Year end is a time of reflection. For 2012, I’ve attempted to both inform and warn distributors about significant changes in B2B customer buying habits including use of e-commerce, use of handheld devices and growing acceptance of nontraditional distributors in the PHCP space.

This year’s blogs can be reviewed here . The gist of my writing concerns bundling services with products where the majority of services and products are commodities. When this bundling occurs, we typically find where 40% of the accounts deliver 140% of the operating profits of the wholesale firm. Looking at this another way, if the wholesaler employs 300, at any one time 180 folks are doing work for accounts that don’t add one nickel to the operating income.

Traditional wholesaling bundles services, labor, products and typically cost plus prices to deliver an average 2.5% return on sales. This bundled model worked well back in the day when information was difficult to get, delivery services were limited and the customer/seller interface had to be synchronized to be effective. Today, however, advanced logistics, better information flow due to the internet, e-commerce where selling and ordering can be asynchronous and detailed costing models that accurately estimate labor by transaction type all mean the bundled model is in trouble. Why?

To answer the question, I’ll use a fairly new entrant in the wholesale marketplace: Amazon. Amazon Supply is a recent entrant in the $120 billion MRO market in North America. Our review of its transaction costs using publicly available information and vs. Grainger finds that Amazon can process a standard stock transaction for some 60% to 70% less than Grainger. How? Amazon has no traditional branches, outside sales, inside sales and branch managers. In essence, its operating cost is low, typically much lower than most traditional distributors, and it passes along a fair portion of its cost advantage to the customer.

Amazon has been successful in hard goods retail markets in unseating traditional brick- and-mortar companies and it’s likely it will be successful in distribution markets — especially with commodity products that are easily stored and shipped.
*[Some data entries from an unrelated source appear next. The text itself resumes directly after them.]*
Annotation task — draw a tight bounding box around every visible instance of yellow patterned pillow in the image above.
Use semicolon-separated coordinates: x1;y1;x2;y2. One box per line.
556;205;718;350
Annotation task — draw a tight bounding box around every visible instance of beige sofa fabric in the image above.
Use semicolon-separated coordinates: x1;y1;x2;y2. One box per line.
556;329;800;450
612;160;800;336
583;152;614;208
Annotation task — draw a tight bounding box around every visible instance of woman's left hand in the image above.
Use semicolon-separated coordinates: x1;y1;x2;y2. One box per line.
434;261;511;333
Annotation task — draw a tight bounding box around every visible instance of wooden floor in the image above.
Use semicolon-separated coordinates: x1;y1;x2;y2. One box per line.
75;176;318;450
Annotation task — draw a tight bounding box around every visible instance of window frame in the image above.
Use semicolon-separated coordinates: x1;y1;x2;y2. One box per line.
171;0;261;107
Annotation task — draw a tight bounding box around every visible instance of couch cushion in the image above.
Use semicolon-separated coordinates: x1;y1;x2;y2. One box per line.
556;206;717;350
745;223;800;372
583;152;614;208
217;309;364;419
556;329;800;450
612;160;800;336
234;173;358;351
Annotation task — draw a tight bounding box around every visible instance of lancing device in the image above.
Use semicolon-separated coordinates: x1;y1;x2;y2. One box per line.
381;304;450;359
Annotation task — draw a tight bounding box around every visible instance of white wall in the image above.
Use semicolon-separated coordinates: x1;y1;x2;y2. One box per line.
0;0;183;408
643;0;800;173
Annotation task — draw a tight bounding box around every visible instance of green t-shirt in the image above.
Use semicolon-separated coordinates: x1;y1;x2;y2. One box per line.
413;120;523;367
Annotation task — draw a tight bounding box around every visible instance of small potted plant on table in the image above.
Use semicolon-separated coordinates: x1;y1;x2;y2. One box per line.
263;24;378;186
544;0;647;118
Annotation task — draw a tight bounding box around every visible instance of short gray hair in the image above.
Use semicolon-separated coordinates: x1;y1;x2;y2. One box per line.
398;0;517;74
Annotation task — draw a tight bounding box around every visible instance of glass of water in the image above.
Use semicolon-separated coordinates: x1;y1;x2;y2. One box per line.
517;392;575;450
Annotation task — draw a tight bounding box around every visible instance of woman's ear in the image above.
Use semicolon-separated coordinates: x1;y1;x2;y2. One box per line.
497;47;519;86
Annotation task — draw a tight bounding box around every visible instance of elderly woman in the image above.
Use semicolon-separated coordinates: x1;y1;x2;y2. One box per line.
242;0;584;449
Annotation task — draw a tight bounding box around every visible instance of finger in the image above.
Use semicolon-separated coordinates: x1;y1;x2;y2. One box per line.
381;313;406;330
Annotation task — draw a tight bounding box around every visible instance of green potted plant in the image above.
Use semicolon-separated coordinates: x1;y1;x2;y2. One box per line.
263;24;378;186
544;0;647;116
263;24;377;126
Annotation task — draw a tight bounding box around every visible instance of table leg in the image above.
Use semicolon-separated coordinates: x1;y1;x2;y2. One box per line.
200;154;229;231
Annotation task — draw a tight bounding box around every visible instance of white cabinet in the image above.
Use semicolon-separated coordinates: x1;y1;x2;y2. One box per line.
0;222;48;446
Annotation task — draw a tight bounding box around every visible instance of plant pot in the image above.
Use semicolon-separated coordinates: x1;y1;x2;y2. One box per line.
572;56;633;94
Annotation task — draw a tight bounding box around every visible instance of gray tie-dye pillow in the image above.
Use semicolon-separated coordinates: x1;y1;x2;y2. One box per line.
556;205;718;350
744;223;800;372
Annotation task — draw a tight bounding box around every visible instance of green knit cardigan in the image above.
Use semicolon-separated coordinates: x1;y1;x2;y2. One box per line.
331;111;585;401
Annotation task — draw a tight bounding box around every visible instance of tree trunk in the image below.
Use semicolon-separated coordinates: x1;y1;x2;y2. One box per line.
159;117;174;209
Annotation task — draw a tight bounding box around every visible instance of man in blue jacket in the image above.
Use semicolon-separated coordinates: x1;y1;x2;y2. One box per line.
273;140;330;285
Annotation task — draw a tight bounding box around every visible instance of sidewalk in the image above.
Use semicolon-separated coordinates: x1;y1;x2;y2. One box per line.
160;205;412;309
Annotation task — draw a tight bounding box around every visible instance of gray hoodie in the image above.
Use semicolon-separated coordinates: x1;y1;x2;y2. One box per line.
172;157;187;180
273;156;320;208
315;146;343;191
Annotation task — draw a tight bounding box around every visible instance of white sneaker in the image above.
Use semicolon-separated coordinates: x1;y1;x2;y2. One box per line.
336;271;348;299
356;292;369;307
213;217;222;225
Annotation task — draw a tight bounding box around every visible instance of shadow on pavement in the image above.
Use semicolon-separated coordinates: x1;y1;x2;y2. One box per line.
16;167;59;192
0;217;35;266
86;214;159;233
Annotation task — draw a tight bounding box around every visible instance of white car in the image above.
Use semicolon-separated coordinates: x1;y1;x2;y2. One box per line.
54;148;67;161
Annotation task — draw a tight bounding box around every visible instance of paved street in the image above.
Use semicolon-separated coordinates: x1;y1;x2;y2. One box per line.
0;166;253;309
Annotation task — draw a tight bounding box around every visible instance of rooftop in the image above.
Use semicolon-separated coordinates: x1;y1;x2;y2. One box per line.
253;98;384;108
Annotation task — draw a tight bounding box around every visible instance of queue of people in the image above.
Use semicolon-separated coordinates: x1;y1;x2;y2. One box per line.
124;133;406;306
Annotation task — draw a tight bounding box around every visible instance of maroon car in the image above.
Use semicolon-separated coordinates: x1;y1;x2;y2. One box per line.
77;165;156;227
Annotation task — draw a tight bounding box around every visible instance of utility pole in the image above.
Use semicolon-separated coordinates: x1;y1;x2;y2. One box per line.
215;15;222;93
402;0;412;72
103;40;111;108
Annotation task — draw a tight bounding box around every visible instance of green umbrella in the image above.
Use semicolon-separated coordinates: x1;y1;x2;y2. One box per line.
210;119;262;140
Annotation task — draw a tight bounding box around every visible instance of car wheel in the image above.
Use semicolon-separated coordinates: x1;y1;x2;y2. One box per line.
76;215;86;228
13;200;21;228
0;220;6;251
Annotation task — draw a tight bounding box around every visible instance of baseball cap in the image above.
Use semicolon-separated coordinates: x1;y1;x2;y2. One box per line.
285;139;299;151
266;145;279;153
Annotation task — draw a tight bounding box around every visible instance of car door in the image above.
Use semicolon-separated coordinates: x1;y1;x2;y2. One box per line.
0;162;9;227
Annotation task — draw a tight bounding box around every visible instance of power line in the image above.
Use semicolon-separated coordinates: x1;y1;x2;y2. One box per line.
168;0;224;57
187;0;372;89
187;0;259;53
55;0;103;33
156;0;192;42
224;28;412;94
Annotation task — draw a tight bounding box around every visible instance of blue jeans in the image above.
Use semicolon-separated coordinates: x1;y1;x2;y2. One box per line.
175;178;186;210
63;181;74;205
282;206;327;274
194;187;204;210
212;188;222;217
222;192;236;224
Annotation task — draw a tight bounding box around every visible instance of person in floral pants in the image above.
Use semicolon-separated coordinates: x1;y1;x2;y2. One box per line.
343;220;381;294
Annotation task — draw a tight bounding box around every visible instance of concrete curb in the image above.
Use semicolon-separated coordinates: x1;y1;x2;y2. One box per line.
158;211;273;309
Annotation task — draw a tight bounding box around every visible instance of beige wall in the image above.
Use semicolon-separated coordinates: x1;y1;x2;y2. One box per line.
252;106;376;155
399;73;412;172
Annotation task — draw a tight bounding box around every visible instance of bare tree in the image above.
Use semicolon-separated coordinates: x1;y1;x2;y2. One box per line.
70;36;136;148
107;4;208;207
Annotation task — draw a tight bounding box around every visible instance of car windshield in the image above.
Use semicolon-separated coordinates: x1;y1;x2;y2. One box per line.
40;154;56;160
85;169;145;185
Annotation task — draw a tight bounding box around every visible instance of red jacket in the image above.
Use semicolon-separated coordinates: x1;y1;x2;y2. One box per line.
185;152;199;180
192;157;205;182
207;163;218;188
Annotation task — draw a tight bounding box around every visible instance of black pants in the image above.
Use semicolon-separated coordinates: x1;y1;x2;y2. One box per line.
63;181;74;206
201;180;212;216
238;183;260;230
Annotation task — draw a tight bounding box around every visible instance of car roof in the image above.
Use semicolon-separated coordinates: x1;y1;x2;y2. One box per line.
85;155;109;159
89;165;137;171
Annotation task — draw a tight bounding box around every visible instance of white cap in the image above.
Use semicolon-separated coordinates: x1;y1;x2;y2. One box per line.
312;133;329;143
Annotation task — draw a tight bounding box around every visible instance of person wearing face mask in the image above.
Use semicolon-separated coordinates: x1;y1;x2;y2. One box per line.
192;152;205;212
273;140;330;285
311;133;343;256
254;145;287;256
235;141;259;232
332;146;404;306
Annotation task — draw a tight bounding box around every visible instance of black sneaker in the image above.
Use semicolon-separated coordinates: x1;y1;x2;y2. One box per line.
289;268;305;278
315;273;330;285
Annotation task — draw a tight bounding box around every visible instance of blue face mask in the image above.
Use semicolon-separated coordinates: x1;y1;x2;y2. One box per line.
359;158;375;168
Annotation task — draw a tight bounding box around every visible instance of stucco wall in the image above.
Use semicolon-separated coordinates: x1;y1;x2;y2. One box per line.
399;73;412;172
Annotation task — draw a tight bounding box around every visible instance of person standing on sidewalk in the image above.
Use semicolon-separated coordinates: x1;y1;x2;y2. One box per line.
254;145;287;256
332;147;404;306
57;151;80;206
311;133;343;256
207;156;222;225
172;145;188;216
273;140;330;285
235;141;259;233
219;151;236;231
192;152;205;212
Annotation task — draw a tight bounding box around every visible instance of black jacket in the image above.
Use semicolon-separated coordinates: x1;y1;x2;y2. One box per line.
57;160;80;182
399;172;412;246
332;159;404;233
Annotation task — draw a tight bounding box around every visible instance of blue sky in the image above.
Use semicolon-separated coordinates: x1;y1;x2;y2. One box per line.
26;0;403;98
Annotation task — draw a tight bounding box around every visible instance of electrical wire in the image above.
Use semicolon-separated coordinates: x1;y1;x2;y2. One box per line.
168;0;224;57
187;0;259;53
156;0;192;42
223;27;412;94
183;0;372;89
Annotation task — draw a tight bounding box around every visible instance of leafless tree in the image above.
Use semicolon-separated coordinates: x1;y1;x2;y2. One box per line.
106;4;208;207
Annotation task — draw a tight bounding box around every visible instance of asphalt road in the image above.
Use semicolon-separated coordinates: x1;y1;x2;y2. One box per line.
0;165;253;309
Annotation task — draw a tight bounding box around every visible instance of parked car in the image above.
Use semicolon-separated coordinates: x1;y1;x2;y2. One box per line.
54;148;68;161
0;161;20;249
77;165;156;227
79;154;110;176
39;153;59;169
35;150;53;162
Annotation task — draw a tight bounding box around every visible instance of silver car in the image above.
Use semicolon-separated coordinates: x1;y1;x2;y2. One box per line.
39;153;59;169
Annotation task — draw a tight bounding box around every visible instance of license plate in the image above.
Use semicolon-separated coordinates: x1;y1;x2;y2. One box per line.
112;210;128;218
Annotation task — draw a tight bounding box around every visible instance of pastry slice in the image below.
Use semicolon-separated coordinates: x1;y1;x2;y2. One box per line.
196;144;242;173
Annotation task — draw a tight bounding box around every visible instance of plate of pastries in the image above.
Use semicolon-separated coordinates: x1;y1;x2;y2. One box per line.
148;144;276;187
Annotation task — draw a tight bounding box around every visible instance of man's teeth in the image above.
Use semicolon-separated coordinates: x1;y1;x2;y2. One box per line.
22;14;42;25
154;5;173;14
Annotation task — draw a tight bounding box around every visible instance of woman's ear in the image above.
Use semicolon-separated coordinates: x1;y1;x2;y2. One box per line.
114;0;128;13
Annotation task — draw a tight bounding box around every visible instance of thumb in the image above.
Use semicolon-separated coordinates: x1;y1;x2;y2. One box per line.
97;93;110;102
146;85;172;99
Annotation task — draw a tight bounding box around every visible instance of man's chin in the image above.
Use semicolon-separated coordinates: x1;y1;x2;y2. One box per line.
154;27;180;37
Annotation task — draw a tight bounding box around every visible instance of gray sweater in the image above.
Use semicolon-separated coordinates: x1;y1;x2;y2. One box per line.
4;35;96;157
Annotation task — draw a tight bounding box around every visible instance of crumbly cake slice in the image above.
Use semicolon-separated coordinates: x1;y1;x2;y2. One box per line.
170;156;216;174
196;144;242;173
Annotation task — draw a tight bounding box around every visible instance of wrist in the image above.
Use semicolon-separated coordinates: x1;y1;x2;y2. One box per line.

A recent study by the Boston Consulting group, on various commodities sold by distribution, finds that, more often than not, Amazon can beat traditional wholesaler prices by 25% on average. This pricing advantage is common among transactional distributors and has been cataloged by a number of studies.

Amazon is only one of a growing number of wholesalers we’ve termed as transactional. The transactional distributor is increasingly found in product vertical markets, and we recently found where an entity in the Upper Midwest scored a significant coup against a traditional PHCP bundled service distributor. We believe that there is significant room for transactional distributors or usage of transaction-based strategies in most traditional distribution circles.

Topics such as driving efficiency of solicitation efforts, streamlining and limiting services and products and taking cost savings to the customer will become more commonplace. Wholesalers who believe they can perpetuate a bundled, full-service model without accurate cost of service calculations and tough decisions on which services and products customers can do without aren’t dealing with reality where competitive operating structures are mandatory.

The problem with growth

 

Increasingly, organic growth will come from two different platforms with a common thread. The bundled service model is literally being broken apart like an egg as depicted below.

The Old Model Morphs

 

Traditional bundled service wholesalers have two viable strategic choices in the post-recession economy. They can work to take cost out of the operating platform and become a low-cost producer, or they can go further into the value chain offering non-standard services and performing operations that their customers don’t want to do or can’t do efficiently. We believe most wholesalers will choose the value-added path but, to do so, they must have good measures and processes for new value streams.

Too often, we find where wholesalers create a value-added service from a function their customers don’t want to do or can’t do efficiently. The problem is that many of these efforts don’t have sufficient documentation, costing and an understanding if they make money. In short, whether the wholesaler chooses a cost-out strategy or a value-generation strategy for a supply chain business in an age of technological transparency, traditional financial accounting doesn’t give enough detail on which service investments contribute to operating profit.

In the post-recession economy, wholesalers will be pressed to better understand growth and define it in specific terms with specific action plans. Efficiencies will demand that growth efforts are measurable with specific labor costs and that they are well defined and within the wholesaler’s established capabilities. Simply acquiring other wholesalers or hiring new sellers is a losing proposition unless one has exacting plans, with good cost-to-serve metrics.

In a recent review of more than 100 public wholesale companies, the accounting lab at Georgia Tech found that these companies, even though they grew top line sales, were generating a negative free cash flow. In essence, they were funding new ventures with borrowings as their existing growth efforts didn’t generate sufficient returns to cover their capital costs. Too, growth will be seen more sufficiently more complex than it is today with many avenues to drive the profitability of the wholesale firm. To this end, we’re committed to researching the topic of top line growth and interested readers can go to our survey at: http://www.surveymonkey.com/s/N299TSB where respondents will get a free Executive Summary when the surveying is completed.

Strategy and growth efforts will be quite different in the post-recession economy. Wholesalers face challenges from new models of distribution as well as cost pressures from a much more transparent e-commerce world. New knowledge and preparation will go a long way in separating the successful from the not-so successful.


[i] Benfield, S. “Building Value: Driving Wholesaler Returns…,” page 87, Becon Publishing, 2012.